Helmholtz coils are two identical circular coils having the same radius 𝑅 and the same number of turns N, separated by a distance equal to the radius 𝑅 and carrying the same dc current I in the same direction. (See Fig. 28–61.) They are used in scientific instruments to generate nearly uniform magnetic fields. (They can be seen in the photo, Fig. 27–19.) (a) Determine the magnetic field B at points 𝓍 along the line joining their centers. Let 𝓍 = 0 at the center of one coil, and 𝓍 = 𝑅 at the center of the other. (b) Show that the field midway between the coils is particularly uniform by showing that dB/d𝓍 = 0 and d²B/d𝓍² = 0 at the midpoint between the coils. (c) If 𝑅 = 10.0 cm, N = 85 turns and I = 3.0 A, what is the field at the midpoint between the coils, 𝓍 = 𝑅/2?

The power cable for an electric trolley (Fig. 27–60) carries a horizontal current of 330 A toward the east. The Earth’s magnetic field has a strength 5.0 x 10^-5 T and makes an angle of dip of 22° at this location.
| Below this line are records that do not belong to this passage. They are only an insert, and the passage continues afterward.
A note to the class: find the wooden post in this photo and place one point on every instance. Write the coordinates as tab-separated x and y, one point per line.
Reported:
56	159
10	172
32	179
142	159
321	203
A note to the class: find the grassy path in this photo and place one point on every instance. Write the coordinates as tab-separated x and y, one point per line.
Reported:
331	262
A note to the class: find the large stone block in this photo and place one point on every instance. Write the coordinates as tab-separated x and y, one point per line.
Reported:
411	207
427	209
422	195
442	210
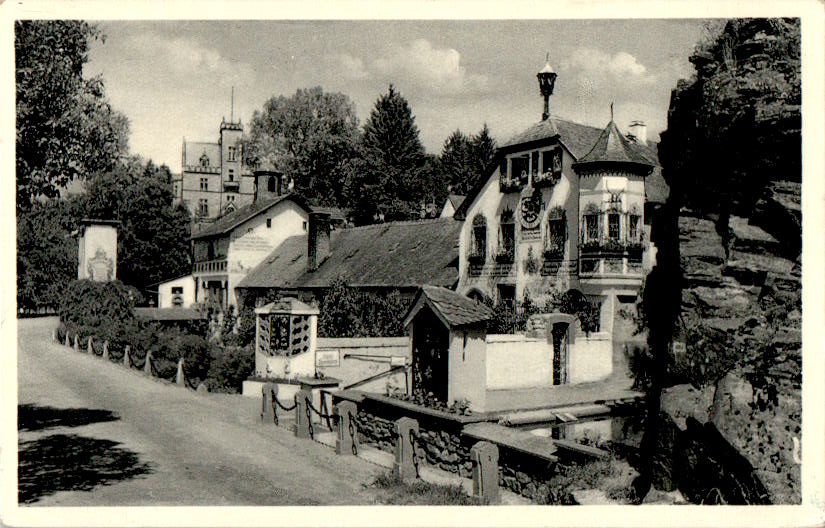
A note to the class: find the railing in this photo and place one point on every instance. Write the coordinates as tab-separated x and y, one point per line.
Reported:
211	266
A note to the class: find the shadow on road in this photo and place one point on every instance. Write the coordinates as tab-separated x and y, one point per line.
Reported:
72	463
36	418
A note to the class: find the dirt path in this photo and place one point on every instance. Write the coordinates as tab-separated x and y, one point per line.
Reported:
93	433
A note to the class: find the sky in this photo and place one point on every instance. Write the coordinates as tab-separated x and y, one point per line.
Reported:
174	79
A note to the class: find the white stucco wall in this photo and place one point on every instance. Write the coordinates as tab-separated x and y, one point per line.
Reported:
165	292
518	362
467	375
590	358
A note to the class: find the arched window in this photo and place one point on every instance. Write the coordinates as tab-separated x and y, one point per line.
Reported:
478	243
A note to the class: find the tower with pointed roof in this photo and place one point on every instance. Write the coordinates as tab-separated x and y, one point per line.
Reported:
562	212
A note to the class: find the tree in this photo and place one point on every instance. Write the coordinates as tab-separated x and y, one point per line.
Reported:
309	137
389	178
153	238
464	160
65	126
Calculate the magnitude and direction of the magnetic force on a 15-m length of this cable.

Part of a long, thin insulated straight wire is formed into a single circular loop of radius 𝑅 (Fig. 28–68) and carries a current I. (a) What is the magnitude and direction of the magnetic field at the center of the loop? (b) If the plane of the loop is twisted 90 degrees so that the plane is perpendicular to the straight part of the wire (i.e., in the yz plane) what is the magnitude and direction of the field now at the center of the loop?
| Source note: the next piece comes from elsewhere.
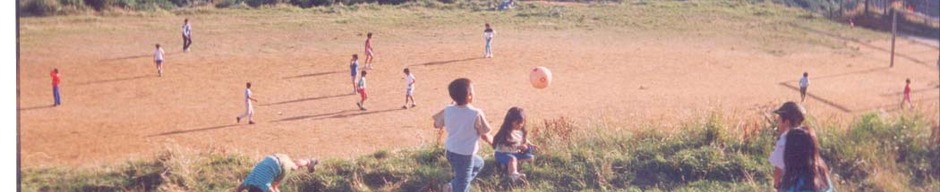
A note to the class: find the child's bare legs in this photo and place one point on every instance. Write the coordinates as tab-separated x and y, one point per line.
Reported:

A long horizontal wire carries a current of 42 A. A second wire, made of 1.00-mm-diameter copper wire and parallel to the first, is kept in suspension magnetically 5.0 cm below (Fig. 28–60). (a) Determine the magnitude and direction of the current in the lower wire. (b) Is the lower wire in stable equilibrium? (c) Repeat parts (a) and (b) if the second wire is suspended 5.0 cm above the first due to the first’s magnetic field.
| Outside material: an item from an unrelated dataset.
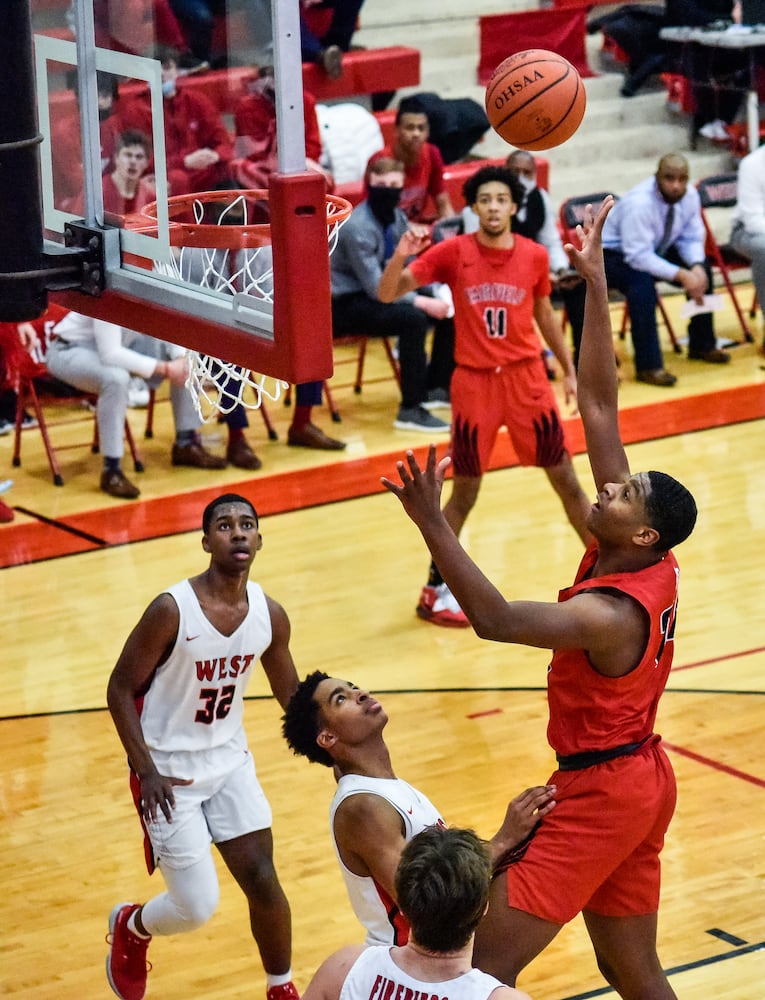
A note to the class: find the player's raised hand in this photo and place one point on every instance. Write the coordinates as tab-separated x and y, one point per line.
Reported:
414	241
420	489
589	260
A set of Helmholtz coils (see Problem 62, Fig. 28–61) have a radius 𝑅 = 10.0 cm and are separated by a distance 𝑅 = 10.0 cm . Each coil has 85 loops carrying a current I = 2.0 A. Graph B as a function of 𝓍.

Two long straight aluminum wires, each of diameter 0.42 mm, carry the same current but in opposite directions. They are suspended by 0.50-m-long strings as shown in Fig. 28–66. If the suspension strings make an angle of 3.0° with the vertical and are hanging freely, what is the current in the wires?